Difficile de trouver plus bourgeois que le long-métrage Lion, véritable piège à bons sentiments qui utilise la misère pour en faire son attraction. C’est ainsi, au travers des larmes forcées, qu’on poussera le spectateur à se repositionner à nouveau au centre de tout au détriment de toutes les tristesses du tiers monde.
Inspirée d’une histoire incroyable, mais vraie, Lion s’intéresse à l’adoption et à la quête de ses racines. On y suit la vie tumultueuse d’un jeune garçon indien qui se retrouvera bien loin de son bidonville, s’éloignant toujours plus de sa famille. Étendue sur une vingtaine d’années, le jeune garçon deviendra homme, adopté par des parents australiens aimants, tout en gardant le désir bien ancré de retrouver les siens pour leur dire que tout va bien.
Si la prémisse est pleine de beauté, d’espoir et d’une certaine poésie, le hic, c’est que cette première réalisation au grand écran de Garth Davis ne fait preuve d’aucune subtilité et joue assez gros dans ses métaphores, ses messages et, surtout, son misérabilisme. En misant sur le drame, on pousse chaque dialogue et on s’assure que les plans tout comme les gros plans dramatisent avec insistance la gravité des situations, que ce soit en misant sur ce qui est en cage, emprisonné ou même noyé dans la noirceur ou la tristesse.
Bien sûr, il y a quelque chose de beau dans le silence qu’on prône à plus d’un moment, transformant ce film qui veut s’immiscer à l’intérieur des uns et des autres en réflexion posée. Toutefois, pourquoi alors s’assurer que la tonitruante et sirupeuse trame sonore remplit chaque racoin de la piste sonore? C’est poussé, c’est forcé et ça enlève toute la profondeur à l’ensemble.
Certes, la distribution a du panache. Sauf que Dev Patel n’est jamais très loin de Slumdog Millionnaire, Rooney Mara fait le mieux qu’elle peut avec un personnage secondaire aussi accessoire, et, Nicole Kidman, bien que d’une belle justesse, doit se contenter de permanentes casse-gueule tout comme d’une monologue verbeux ironiquement égocentrique qui lui vaudra bien plusieurs nominations dans les cérémonies prestigieuses.
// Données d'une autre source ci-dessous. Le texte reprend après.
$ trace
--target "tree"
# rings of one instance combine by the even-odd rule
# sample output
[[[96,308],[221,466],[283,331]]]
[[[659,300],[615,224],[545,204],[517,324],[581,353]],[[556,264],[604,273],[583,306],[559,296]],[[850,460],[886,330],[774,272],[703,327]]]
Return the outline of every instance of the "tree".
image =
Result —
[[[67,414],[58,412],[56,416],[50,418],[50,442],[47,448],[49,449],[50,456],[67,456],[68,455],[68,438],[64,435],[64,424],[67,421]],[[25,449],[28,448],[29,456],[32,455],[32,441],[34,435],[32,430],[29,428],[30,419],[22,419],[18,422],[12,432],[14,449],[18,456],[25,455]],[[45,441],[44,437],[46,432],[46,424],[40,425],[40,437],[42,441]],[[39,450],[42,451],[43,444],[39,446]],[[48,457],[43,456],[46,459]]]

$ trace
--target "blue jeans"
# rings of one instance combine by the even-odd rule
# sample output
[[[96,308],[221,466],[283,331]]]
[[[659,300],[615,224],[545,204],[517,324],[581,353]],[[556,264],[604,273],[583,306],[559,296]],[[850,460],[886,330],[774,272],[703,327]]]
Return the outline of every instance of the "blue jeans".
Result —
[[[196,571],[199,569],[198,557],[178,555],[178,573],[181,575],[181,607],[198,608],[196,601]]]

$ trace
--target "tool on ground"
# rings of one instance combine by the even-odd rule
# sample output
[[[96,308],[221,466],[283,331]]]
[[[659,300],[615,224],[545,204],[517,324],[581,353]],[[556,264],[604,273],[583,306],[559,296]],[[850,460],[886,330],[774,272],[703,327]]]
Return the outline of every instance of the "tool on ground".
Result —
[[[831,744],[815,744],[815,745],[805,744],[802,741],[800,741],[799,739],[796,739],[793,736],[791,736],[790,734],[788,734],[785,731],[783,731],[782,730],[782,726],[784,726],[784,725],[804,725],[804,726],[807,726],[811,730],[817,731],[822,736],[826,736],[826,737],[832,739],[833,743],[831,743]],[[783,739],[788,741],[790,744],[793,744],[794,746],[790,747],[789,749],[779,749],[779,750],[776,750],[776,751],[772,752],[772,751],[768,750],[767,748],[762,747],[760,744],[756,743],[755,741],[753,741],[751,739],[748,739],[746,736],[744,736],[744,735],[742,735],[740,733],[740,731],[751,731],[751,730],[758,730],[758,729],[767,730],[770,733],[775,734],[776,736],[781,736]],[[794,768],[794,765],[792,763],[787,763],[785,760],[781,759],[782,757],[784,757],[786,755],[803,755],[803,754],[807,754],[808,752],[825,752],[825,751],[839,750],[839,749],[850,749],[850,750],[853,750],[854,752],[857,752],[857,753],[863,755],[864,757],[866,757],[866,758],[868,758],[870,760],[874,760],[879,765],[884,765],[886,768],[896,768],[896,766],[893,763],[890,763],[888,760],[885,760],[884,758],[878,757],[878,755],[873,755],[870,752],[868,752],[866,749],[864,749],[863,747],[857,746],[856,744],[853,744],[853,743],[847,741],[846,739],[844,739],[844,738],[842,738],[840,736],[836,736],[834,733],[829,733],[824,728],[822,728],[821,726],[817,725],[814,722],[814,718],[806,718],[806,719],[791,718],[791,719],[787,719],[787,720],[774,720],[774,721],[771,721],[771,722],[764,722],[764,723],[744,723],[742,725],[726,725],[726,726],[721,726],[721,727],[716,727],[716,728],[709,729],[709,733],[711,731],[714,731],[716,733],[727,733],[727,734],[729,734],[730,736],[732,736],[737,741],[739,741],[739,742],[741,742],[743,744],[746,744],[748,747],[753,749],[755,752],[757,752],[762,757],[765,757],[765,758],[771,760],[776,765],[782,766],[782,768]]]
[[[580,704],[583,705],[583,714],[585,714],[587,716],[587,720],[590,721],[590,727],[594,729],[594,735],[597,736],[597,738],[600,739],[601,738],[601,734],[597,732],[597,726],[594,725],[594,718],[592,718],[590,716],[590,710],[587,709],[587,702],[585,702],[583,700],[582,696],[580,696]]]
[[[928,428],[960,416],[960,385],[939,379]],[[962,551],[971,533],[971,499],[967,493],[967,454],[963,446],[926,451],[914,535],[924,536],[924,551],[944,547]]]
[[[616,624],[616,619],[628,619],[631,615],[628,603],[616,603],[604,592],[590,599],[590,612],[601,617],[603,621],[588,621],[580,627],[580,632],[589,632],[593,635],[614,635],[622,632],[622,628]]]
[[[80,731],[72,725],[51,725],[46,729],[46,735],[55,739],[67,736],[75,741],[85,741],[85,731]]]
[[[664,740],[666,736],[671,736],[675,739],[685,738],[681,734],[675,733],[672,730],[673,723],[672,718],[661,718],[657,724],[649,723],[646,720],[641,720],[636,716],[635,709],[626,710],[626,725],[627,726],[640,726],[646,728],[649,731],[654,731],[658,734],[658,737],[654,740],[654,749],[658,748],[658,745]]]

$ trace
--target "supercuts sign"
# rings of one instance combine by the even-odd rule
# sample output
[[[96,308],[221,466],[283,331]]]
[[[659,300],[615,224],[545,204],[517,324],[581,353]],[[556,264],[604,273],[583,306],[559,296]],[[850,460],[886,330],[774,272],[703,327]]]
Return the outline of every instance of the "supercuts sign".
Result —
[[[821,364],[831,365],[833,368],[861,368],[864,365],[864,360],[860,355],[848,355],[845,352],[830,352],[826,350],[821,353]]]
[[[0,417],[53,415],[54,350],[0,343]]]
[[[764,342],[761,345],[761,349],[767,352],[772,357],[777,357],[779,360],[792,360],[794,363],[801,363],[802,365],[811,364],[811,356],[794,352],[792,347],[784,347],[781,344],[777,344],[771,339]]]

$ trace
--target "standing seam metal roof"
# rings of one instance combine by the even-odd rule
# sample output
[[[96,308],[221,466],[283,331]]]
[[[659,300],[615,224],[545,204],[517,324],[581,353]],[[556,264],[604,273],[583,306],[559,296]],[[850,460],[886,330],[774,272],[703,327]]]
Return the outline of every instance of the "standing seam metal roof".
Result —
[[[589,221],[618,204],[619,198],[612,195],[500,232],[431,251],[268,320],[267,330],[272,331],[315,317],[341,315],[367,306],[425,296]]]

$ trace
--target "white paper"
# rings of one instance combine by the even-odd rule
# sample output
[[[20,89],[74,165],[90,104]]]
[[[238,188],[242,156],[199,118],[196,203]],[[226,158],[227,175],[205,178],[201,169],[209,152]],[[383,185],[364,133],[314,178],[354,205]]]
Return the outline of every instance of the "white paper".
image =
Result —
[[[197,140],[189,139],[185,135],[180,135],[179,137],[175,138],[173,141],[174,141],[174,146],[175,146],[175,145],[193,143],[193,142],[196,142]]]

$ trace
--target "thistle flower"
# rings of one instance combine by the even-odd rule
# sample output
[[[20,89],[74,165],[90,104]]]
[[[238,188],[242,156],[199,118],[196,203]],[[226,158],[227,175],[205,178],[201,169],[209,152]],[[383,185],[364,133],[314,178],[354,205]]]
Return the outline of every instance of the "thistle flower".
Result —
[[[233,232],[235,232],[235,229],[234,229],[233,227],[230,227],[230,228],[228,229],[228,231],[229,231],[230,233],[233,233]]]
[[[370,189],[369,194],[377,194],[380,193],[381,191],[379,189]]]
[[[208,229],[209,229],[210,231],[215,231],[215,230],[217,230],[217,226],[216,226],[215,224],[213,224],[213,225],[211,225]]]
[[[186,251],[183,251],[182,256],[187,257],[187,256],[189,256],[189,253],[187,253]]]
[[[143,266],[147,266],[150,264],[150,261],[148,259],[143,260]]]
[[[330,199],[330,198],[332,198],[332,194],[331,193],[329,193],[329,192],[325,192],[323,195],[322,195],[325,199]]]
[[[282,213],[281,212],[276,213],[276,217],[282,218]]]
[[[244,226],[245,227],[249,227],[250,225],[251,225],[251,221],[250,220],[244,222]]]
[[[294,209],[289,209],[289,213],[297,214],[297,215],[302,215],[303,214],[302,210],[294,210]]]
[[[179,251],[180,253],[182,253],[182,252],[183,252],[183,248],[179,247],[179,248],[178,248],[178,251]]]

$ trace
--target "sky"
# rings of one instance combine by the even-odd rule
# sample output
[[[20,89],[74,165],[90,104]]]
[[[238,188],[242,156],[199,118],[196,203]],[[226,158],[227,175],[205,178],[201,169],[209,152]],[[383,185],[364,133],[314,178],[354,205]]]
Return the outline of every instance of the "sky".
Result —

Tout cela, on le doit sûrement au scénario de Luke Davis qui a, l’an dernier, trouvé le moyen d’écrire un biopic assez fade sur un personnage aussi mythique que James Dean.
Dénué de style ou d’élégance, il concocte un film sur un personnage qui intéresse autant que les larmes du spectateur qu’on veut aller chercher de par ce qu’il vit. Rapidement, alors que l’aberration devient de plus en plus grande, on réalise que le film cherche simplement à faire la paix entre les riches et les pauvres et à montrer que la misère est ailleurs et que l’amour est dans ce qui est développé et moderne et, surtout, caucasien. Cette grande tape sur l’épaule veut confirmer à quel point l’homme peut être bon et généreux et donne l’impression, en regardant un film qui se nourrit du désespoir des autres, de rassurer tout le monde qui le visionnera en leur disant qu’ils ont eux aussi la possibilité d’aider en donnant de l’argent, simplement de l’argent (le film se termine véritablement avec une adresse courriel pour aller faire des dons).
Simplement, on ne tombe plus vraiment dans le cinéma ou même une forme d’art, mais plutôt dans une infopub commanditée par Google qui s’avère un brin plus émotive que dans ce qui joue dans les commerciaux à la télévision.
Restera donc à départager ceux qui auront le malheur de tomber dans le piège de Lion, un faux film rassembleur qui cherche seulement à se réconforter lui-même plutôt qu’à véritablement s’intéresser à son sujet pour lui permettre de s’émanciper. On en sort avec un goût amer et un sentiment de trahison et d’inconfort.
4/10
Lion prend l’affiche en salles le mercredi 21 décembre.